Para Clarissa, a ação das mulheres também contribuiu para que os movimentos sociais e os ambientalistas se unissem em torno do debate e da luta contra a monocultura dos eucaliptos. "Antes da ação, o movimento em si ainda não tinha também entrado na luta. Com aquela ação, o movimento mostrou que entrou com tudo. E a partir daí, ou todos se unem, já que a causa é a mesma de todos, ou não.
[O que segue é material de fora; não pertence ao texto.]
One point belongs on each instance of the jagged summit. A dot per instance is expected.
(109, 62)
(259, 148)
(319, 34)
O que aconteceu foi que os movimentos ambientalistas e social se aproximaram", avalia.

Os ambientalistas acreditam que entrada da Via Campesina no tema contribuiu na luta já travada contra a monocultura de eucalipto. Clarissa afirma que a ocupação do horto pelas mulheres criou o fato que faltava para que a população conseguisse vislumbrar o debate que até então se fazia contra a monocultura e os seus prejuízos.

"Por mais que naqueles primeiros momentos a mídia convencional fez tudo para que o protesto  prejudicasse a luta, isso ao longo do tempo foi sendo limitado e agora, cinco anos depois, a gente tem a nítida noção de que aquele momento foi importante. Foi criado o fato, foi colocado o marco, a 'estaca' que não se tinha. E que provavelmente o movimento ambiental não iria ter esse poder, essa força popular. A entrada da Via colocou a estaca, marcou, e criou a polêmica, acho que esse era também o objetivo. Agora, tanto tempo depois, a avaliação é positiva. A ação na Aracruz e a entrada da Via foi um marco da luta contra a monocultura", analisa.
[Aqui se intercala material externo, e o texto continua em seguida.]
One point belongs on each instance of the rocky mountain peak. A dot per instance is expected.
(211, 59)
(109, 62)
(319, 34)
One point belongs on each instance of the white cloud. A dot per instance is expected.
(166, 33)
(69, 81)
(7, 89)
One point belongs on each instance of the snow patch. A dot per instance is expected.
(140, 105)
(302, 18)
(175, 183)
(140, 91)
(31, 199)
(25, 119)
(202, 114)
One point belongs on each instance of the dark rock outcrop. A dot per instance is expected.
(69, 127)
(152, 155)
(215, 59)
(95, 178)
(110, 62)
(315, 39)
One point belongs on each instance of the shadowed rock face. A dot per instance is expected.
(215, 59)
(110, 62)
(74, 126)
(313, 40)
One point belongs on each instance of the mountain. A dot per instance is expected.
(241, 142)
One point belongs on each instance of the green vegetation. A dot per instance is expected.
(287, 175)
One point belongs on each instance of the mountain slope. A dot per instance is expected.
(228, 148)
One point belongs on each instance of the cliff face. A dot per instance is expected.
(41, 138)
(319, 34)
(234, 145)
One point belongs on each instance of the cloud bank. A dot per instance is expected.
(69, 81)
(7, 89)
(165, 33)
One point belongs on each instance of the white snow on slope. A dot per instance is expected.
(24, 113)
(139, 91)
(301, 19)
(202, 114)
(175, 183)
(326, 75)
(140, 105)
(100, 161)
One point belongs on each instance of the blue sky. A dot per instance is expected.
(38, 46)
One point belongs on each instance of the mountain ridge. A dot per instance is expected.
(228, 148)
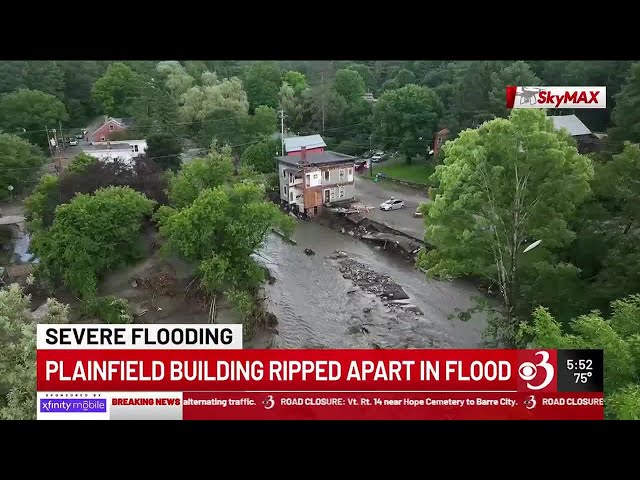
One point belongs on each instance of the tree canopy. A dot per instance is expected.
(116, 89)
(20, 162)
(618, 336)
(407, 119)
(18, 393)
(91, 235)
(504, 185)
A ação das mulheres da Via Campesina, diz Clarissa, também fez com que as entidades ambientalistas se posicionassem sobre a problemática da monocultura de eucalipto. “Com a ação na Aracruz, as organizações tiveram que se mostrar, se definir, o que não era um processo fácil internamente, já que as organizações também têm seus debates internos e seus não-consensos. A ação das mulheres foi um divisor de águas também para o movimento”, afirmou Clarissa.

Depois disso, o movimento social e as organizações ambientais que se juntaram e compartilhavam das mesmas visões seguiram construindo a luta juntos.
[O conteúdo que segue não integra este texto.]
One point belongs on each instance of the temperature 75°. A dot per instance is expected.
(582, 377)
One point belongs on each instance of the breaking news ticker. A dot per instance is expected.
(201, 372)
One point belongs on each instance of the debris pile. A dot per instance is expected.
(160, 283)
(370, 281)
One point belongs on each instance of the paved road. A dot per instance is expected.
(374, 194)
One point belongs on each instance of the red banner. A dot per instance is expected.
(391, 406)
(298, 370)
Celulose, cinco anos depois

Entre a ação das mulheres da Via Campesina na Aracruz, em 2006, e o estopim da crise financeira mundial, em 2008, as empresas fizeram grandes investimentos no setor da celulose.
“Tentaram mostrar muito poder, até por causa da ação das mulheres, criminalizar e se promover. Mostrar um ‘outro lado’ do setor, para que a sociedade ignorasse a ação das mulheres e criminalizasse. Usaram o dinheiro para se colocar na mídia como um fator importante e que iria trazer o desenvolvimento, tanto econômico como social e ambiental“, analisa Clarissa.
“Tinham um repertório grande de publicidade em parques, nos jornais. Foi reflexo da ação das mulheres”, lembra Fernando.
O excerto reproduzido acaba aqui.